The first of her numbers for the evening was “No Word from Tom,” from Igor Stravisnky’s “The Rake’s Progress.” Within the intimate venue of UMG’s lounge, Sierra’s voice filled the air with ease as she balanced gentle ornamentations with powerful crescendos. When the mood of the song shifted into one of inner tumult, Sierra delivered the line “Oh God, please protect poor Tom,” with pleading affection. Sierra finished this number as if having conquered her own doubts, as heard with the rejoicing coloratura she displayed in the phrase “if love be love, it shall not alter.” Her second number was “Melodia Sentimental” from Hector Villa-Lobos’ “Floresta do Amazonas.” This slower piece gave Sierra the chance to display a bewitching lyricism that was punctuated by elegant vocal leaps throughout, until it was capped off with Sierra delivering the powerful, extended climax which diminuendoed into a firm but gentle purr.

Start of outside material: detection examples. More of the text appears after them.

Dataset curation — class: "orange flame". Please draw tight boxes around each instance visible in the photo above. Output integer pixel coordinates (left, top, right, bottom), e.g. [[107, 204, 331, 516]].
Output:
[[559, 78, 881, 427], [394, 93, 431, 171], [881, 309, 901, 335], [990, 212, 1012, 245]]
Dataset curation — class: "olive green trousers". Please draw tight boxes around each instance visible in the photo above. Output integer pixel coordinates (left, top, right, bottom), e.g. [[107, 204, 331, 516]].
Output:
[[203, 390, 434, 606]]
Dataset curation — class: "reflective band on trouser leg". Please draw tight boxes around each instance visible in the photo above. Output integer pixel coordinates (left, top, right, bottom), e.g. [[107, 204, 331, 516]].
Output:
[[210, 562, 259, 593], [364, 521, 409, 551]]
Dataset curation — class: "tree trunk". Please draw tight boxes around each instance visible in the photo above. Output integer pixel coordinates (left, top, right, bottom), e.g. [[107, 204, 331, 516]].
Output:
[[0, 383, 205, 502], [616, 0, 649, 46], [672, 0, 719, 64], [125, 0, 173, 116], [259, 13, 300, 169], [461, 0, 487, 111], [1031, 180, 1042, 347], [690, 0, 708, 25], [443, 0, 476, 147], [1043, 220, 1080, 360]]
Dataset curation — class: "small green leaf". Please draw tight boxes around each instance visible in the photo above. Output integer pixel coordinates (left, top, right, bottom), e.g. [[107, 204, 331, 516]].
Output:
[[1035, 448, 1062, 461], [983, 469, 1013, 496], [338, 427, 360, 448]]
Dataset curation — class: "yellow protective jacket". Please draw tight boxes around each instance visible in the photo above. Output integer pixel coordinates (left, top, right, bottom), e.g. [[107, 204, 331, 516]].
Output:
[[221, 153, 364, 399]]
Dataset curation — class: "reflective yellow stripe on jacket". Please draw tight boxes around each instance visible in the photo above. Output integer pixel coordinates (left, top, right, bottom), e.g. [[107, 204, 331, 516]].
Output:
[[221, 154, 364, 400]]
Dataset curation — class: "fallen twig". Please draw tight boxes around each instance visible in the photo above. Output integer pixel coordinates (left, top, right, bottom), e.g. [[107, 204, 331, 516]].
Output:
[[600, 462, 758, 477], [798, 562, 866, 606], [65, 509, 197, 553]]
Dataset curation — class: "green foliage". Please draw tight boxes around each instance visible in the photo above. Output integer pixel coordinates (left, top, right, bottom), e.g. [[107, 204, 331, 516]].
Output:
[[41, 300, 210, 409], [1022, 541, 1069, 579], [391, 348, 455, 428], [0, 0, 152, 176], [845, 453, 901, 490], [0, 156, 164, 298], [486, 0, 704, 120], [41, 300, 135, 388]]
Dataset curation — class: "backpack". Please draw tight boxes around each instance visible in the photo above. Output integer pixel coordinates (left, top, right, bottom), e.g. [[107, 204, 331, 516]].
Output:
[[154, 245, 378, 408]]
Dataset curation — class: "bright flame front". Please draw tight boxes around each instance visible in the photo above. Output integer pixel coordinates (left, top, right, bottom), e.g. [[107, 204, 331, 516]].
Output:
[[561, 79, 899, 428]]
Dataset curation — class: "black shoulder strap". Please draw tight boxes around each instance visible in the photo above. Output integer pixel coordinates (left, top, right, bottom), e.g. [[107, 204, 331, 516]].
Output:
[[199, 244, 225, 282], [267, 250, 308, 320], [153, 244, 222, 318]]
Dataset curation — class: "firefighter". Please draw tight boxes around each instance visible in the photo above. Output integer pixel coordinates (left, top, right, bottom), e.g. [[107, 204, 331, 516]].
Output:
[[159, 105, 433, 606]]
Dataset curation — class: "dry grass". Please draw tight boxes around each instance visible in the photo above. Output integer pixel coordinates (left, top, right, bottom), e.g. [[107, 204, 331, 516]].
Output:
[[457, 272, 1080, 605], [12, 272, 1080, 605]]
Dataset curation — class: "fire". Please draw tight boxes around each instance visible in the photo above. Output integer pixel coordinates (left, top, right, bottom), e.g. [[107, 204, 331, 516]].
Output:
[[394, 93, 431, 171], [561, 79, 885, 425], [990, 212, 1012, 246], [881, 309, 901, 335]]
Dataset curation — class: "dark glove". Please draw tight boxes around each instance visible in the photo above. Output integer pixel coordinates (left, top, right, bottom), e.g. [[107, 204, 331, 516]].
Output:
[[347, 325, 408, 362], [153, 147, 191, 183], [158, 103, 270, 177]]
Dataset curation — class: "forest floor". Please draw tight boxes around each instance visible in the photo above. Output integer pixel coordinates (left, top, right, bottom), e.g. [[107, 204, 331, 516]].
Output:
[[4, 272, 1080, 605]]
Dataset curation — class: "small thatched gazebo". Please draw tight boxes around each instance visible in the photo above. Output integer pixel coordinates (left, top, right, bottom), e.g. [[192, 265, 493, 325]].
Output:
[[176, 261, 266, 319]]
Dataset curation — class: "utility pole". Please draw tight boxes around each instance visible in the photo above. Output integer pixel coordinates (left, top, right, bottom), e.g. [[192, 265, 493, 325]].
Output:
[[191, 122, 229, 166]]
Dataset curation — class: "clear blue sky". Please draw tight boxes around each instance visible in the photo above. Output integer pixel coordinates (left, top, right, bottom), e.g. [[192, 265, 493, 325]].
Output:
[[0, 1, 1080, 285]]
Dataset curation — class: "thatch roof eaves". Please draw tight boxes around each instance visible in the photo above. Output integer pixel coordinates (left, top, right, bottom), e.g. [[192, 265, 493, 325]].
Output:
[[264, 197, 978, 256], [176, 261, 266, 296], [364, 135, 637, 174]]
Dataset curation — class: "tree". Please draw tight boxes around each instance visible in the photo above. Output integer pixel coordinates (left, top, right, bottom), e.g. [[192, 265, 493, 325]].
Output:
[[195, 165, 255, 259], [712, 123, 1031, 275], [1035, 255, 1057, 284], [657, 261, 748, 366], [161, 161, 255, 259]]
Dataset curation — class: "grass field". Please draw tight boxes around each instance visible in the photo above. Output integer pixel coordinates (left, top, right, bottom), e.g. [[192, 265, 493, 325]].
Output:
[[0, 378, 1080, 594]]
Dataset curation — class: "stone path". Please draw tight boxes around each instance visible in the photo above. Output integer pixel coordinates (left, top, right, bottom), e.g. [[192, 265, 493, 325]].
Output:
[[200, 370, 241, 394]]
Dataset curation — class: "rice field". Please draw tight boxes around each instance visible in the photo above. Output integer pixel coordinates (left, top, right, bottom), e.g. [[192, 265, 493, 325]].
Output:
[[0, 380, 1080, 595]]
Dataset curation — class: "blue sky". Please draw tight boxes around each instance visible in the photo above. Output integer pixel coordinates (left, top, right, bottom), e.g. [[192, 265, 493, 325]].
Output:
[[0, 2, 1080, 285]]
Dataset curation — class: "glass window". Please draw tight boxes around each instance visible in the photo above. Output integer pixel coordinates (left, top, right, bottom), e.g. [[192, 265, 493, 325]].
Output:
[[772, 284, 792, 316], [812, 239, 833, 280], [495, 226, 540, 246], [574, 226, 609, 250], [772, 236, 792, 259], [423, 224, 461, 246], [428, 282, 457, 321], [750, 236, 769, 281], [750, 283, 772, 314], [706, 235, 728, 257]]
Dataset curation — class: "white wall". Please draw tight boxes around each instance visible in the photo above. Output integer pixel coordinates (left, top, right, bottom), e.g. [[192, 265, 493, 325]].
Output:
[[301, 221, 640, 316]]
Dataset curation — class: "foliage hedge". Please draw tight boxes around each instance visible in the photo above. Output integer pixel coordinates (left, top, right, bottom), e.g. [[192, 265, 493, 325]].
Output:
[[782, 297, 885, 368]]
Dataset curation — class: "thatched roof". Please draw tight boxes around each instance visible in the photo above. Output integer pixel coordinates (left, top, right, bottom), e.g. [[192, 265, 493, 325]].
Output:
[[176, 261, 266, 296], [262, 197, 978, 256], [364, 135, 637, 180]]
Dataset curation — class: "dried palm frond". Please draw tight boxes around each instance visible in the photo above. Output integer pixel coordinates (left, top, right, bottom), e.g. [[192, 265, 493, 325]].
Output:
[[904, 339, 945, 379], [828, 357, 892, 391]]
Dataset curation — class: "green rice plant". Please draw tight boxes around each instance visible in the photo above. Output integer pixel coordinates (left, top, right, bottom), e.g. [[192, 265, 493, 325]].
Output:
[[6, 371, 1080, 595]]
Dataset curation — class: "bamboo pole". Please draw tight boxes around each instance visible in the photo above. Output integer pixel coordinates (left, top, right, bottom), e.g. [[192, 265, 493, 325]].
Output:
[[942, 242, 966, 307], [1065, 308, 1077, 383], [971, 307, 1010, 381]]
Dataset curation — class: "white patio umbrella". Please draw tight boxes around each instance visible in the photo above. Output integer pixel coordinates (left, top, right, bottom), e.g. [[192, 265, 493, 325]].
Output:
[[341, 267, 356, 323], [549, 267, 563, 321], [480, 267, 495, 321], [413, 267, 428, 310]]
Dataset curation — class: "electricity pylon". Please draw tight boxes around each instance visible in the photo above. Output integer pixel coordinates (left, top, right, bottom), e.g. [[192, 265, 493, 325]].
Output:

Following this was “Somewhere” from Leonard Bernstein’s “West Side Story.” Sierra’s interpretation soared through the upper range of her tessitura, with heights to match the lofty idealism of the lyrics. This made it all the more impactful when the her voice further built in dynamic heft in the second stanza with the lines “Someday a time for us, time together with time to spare, time to look, time to care, someday!” Bringing the showcase to a close was “O mio babbino caro,” from Puccini’s “Gianni Shicchi.” This last aria made for a prayer in desire of love and acceptance, Sierra’s voice carried hopeful glimmers as she sustained the “pieta” of the closing phrases.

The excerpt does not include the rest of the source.